Gabrielle Bammer’s presentation of ‘integration and implementation sciences’ described a systematic approach to delivering integrative research. She assumed that such research will be problem-oriented, and emphasised that a major issue in translational integration is that knowledge is incomplete, so that part of translational integration is the management of unknowns. The aim of translational integration is not to achieve a more complete vision of nature, and so incompleteness of knowledge is a practical issue to be managed, not an insuperable barrier to integration. Whereas philosopher Sandra Mitchell’s presentation argued for the necessary incompleteness of any single scientific representation of the world, and a consequent need to revise our ideal of scientific enquiry, Bammer’s suggestion that the management of unknowns is central to integrative research would remain valid even on the traditional view that the aim of science is to produce a complete and consistent model of the natural world.

Bammer discussed two classes of tools for delivering integrative research: dialogic methods and modelling techniques. Dialogic methods were exemplified in a presentation by Michael O’Rourke and Stephen Crowley. These researchers have drawn on ideas from the philosophy of science to design facilitated conversations between members of research teams which draw out underlying presuppositions about the aims and standards of science which team members bring from their home disciplines. Bringing these into the open pre-empts misunderstandings and allows the management of disagreement.  

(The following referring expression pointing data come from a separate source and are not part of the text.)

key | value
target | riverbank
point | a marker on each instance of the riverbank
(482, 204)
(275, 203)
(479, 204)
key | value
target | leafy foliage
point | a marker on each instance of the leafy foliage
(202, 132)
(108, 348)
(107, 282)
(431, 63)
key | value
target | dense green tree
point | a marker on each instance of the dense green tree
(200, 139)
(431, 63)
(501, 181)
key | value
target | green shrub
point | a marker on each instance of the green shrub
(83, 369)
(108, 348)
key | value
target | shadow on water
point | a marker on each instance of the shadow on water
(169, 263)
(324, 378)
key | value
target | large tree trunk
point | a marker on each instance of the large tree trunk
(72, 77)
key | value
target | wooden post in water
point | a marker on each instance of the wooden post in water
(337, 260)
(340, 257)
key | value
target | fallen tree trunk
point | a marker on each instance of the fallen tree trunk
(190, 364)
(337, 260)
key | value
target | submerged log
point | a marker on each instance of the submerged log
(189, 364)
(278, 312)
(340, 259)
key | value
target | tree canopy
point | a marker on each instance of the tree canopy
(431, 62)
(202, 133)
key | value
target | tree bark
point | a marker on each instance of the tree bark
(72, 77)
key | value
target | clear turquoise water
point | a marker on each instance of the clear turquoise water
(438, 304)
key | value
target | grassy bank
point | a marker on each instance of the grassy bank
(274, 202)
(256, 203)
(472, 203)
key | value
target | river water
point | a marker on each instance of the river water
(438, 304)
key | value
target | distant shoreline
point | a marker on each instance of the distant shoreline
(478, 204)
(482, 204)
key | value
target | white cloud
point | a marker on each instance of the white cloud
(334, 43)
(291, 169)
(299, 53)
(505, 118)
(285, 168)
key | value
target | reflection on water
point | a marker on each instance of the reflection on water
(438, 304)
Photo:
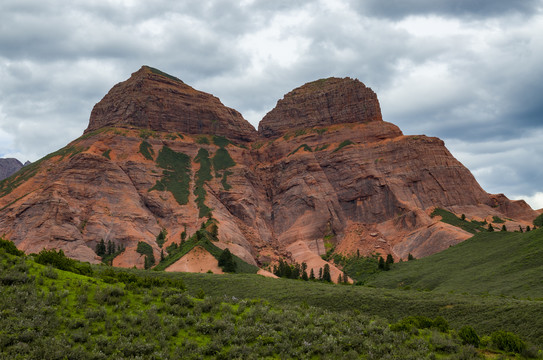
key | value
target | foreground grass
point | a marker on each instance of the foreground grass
(496, 263)
(131, 314)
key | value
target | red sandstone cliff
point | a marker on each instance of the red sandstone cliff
(324, 170)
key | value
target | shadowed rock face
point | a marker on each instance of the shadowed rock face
(323, 102)
(8, 167)
(156, 101)
(324, 170)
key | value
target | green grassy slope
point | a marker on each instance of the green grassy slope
(485, 313)
(497, 263)
(134, 314)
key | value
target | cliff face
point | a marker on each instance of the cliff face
(8, 167)
(322, 103)
(324, 171)
(156, 101)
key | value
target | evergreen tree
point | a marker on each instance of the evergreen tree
(227, 262)
(390, 259)
(381, 265)
(184, 235)
(101, 248)
(326, 273)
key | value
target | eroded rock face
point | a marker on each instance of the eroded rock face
(325, 171)
(153, 100)
(8, 167)
(322, 103)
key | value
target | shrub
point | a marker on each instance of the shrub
(468, 336)
(507, 341)
(10, 247)
(222, 160)
(147, 150)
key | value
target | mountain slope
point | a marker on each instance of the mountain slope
(497, 263)
(327, 175)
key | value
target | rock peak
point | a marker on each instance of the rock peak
(321, 103)
(154, 100)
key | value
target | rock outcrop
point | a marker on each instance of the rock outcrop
(324, 172)
(9, 167)
(153, 100)
(323, 102)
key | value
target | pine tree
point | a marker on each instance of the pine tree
(382, 264)
(227, 262)
(101, 248)
(326, 273)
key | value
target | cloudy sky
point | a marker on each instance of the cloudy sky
(467, 71)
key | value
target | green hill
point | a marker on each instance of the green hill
(99, 312)
(496, 263)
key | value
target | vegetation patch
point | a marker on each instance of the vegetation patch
(146, 250)
(203, 238)
(450, 218)
(220, 141)
(176, 174)
(496, 263)
(128, 313)
(224, 180)
(538, 221)
(343, 144)
(146, 150)
(202, 176)
(27, 172)
(497, 220)
(222, 160)
(202, 140)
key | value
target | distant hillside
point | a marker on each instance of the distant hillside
(497, 263)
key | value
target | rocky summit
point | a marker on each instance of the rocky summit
(323, 174)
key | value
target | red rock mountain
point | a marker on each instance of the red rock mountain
(323, 171)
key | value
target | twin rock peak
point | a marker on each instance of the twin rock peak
(151, 99)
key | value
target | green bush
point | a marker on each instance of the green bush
(147, 150)
(10, 247)
(538, 221)
(507, 341)
(468, 336)
(222, 160)
(60, 261)
(176, 174)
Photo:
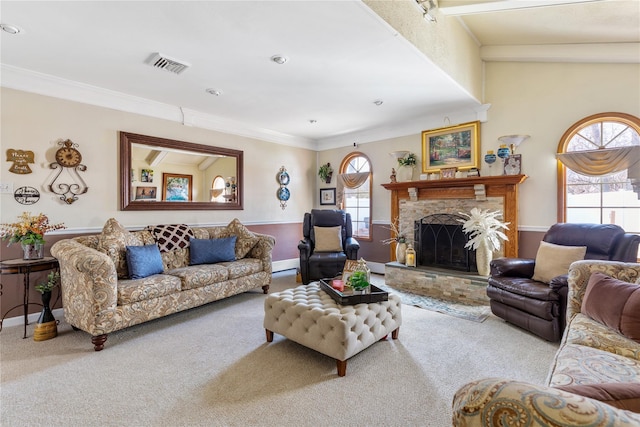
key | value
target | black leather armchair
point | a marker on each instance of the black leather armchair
(316, 265)
(540, 307)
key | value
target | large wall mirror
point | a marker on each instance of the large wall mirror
(165, 174)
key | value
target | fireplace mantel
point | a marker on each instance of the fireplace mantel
(505, 186)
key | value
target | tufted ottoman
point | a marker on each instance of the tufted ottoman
(309, 316)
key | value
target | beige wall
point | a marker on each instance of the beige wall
(34, 122)
(539, 99)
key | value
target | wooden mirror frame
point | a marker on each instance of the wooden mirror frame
(126, 204)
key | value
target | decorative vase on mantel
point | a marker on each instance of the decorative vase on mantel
(47, 326)
(484, 255)
(405, 173)
(32, 251)
(401, 252)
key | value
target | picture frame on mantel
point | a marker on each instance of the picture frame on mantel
(451, 147)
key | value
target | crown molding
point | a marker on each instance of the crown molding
(610, 53)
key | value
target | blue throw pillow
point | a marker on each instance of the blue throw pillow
(144, 261)
(210, 251)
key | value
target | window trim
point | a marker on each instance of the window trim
(343, 165)
(627, 119)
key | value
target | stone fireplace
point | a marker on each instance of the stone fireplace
(427, 212)
(440, 242)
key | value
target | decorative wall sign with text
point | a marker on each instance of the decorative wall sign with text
(68, 157)
(21, 160)
(26, 195)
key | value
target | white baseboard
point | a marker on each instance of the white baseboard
(286, 264)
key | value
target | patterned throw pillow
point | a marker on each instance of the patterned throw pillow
(113, 242)
(171, 236)
(246, 240)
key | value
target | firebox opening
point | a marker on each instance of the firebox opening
(441, 243)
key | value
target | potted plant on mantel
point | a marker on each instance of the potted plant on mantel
(406, 165)
(326, 172)
(485, 235)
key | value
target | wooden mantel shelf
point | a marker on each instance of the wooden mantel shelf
(457, 182)
(505, 186)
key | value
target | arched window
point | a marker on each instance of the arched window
(354, 192)
(217, 189)
(599, 171)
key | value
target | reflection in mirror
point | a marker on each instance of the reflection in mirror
(163, 174)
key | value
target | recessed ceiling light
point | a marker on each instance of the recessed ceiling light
(11, 29)
(279, 59)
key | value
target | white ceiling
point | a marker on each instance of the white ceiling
(342, 57)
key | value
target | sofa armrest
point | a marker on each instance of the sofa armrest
(88, 280)
(513, 267)
(580, 272)
(492, 400)
(263, 250)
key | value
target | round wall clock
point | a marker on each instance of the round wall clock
(68, 157)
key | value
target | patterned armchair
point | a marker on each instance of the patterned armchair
(595, 375)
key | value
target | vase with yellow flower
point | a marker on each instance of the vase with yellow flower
(29, 231)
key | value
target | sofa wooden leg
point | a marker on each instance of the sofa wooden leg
(98, 342)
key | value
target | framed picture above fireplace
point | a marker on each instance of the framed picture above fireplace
(451, 147)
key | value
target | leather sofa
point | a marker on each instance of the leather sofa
(318, 262)
(594, 378)
(100, 295)
(540, 307)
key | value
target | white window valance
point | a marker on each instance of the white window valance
(349, 180)
(603, 161)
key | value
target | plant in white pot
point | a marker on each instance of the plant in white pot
(485, 235)
(406, 165)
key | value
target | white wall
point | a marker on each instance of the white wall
(34, 122)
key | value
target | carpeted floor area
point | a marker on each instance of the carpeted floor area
(211, 366)
(474, 313)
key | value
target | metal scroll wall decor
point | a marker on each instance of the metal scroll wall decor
(68, 157)
(283, 193)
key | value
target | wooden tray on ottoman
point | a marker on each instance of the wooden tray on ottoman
(348, 298)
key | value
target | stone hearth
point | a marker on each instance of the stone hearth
(437, 283)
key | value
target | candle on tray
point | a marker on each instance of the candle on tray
(338, 285)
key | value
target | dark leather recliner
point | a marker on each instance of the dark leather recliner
(538, 307)
(319, 265)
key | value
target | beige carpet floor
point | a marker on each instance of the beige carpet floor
(211, 366)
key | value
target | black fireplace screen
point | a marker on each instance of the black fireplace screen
(440, 243)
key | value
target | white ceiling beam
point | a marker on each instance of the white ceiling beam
(454, 8)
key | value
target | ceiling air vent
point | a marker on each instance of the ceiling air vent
(158, 60)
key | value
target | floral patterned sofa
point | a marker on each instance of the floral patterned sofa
(595, 376)
(99, 296)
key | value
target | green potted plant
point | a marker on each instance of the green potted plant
(326, 172)
(46, 326)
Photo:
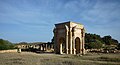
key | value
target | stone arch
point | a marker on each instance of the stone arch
(62, 45)
(77, 45)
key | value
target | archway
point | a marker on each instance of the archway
(62, 45)
(77, 45)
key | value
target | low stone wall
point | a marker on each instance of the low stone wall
(8, 51)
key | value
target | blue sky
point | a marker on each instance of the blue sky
(33, 20)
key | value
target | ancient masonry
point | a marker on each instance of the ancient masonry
(69, 38)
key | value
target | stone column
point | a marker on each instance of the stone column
(66, 41)
(74, 50)
(70, 41)
(83, 41)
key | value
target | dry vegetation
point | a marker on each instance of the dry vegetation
(28, 58)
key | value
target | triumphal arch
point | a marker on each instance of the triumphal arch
(69, 38)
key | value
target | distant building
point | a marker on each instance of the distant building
(69, 38)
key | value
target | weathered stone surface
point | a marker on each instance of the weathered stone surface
(69, 38)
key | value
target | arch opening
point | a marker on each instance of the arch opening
(77, 45)
(62, 45)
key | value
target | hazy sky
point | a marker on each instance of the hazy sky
(33, 20)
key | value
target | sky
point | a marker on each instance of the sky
(33, 20)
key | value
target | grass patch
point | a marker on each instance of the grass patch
(108, 59)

The use of models in translational integration ranges from exploring potential connections between different fields, as exemplified in the demonstration of systems diagrams by Robert Dyball, through the detailed causal models of complex systems seen in presentations by David James and John Crawford, to the deliberately abstractive mathematical models presented by Olaf Wolkenhauer. Much recent work in philosophy of science has focused on modelling as scientific practice, and models as scientific products. Whilst both these themes were well-represented in these presentations, another perspective on models present at the conference was their role as a tool for achieving translational integration.  The construction of a model to serve as the basis for action can be the activity through which diverse data, methods, results, and existing models from the contributing disciplines, are connected up and rendered commensurable.

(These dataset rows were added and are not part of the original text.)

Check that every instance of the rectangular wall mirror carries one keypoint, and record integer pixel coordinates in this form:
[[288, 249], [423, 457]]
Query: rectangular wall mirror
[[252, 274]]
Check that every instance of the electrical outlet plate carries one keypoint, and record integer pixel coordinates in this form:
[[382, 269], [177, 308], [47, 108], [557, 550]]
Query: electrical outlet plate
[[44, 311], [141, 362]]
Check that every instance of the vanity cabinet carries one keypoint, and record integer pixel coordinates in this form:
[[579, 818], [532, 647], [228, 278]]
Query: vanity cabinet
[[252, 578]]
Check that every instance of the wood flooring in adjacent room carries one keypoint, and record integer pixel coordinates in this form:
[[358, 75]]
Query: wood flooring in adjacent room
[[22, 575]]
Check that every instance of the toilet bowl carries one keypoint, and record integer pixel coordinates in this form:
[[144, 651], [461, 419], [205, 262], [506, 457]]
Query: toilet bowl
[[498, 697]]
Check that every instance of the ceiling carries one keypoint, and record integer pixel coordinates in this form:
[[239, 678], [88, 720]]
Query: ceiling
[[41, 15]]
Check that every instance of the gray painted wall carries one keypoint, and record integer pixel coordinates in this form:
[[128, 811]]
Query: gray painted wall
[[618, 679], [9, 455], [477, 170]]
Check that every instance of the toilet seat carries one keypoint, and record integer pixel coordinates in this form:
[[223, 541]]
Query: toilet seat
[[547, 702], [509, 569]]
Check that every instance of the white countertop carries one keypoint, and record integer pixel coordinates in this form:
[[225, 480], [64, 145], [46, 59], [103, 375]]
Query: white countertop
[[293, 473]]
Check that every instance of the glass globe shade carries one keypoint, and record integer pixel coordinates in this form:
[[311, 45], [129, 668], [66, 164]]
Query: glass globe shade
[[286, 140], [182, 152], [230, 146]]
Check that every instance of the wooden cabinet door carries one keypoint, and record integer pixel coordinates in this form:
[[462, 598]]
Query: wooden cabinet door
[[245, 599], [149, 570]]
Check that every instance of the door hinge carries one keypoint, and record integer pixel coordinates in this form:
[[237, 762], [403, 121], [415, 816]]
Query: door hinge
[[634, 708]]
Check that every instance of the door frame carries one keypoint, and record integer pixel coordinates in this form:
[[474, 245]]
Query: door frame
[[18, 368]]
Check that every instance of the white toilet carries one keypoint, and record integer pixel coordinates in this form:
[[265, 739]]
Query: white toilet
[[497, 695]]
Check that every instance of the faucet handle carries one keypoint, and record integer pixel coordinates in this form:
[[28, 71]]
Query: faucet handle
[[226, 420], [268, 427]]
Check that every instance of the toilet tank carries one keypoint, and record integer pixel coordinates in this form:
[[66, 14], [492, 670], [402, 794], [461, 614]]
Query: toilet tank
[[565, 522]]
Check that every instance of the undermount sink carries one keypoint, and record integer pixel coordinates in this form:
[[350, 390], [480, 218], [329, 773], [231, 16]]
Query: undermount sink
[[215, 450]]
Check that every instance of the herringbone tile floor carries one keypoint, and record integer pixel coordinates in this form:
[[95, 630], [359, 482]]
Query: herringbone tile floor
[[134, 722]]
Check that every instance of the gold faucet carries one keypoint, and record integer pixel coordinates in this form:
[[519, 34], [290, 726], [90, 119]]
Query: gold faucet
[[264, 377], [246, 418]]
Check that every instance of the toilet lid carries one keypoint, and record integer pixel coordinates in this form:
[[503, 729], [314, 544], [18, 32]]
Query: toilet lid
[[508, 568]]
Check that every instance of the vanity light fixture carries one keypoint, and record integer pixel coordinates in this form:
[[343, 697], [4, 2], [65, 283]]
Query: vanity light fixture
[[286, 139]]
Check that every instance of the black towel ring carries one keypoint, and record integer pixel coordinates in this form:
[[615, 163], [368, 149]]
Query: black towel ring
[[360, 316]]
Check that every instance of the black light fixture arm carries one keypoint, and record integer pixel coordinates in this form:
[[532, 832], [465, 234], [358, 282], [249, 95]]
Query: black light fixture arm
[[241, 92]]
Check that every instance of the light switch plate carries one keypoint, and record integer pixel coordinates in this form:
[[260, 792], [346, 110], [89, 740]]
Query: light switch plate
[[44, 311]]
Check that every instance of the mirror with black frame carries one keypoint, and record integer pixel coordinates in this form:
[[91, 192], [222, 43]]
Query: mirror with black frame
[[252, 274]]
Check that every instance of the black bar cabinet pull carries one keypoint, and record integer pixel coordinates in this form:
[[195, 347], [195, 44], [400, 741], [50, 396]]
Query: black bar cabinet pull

What agendas for future research emerged from the meeting? The social scientists involved in research on integration all emphasised that it is early days in the process of developing a systematic approach to delivering integrative research. Those who work with research teams to facilitate integration are simultaneously engaged in research into the effectiveness of these interventions. However, given the ubiquity of interdisciplinary team science in today’s biology and biomedicine, the idea of learning from theory and experience, and embodying those lessons in a more systematic approach to integration is surely worth pursuing.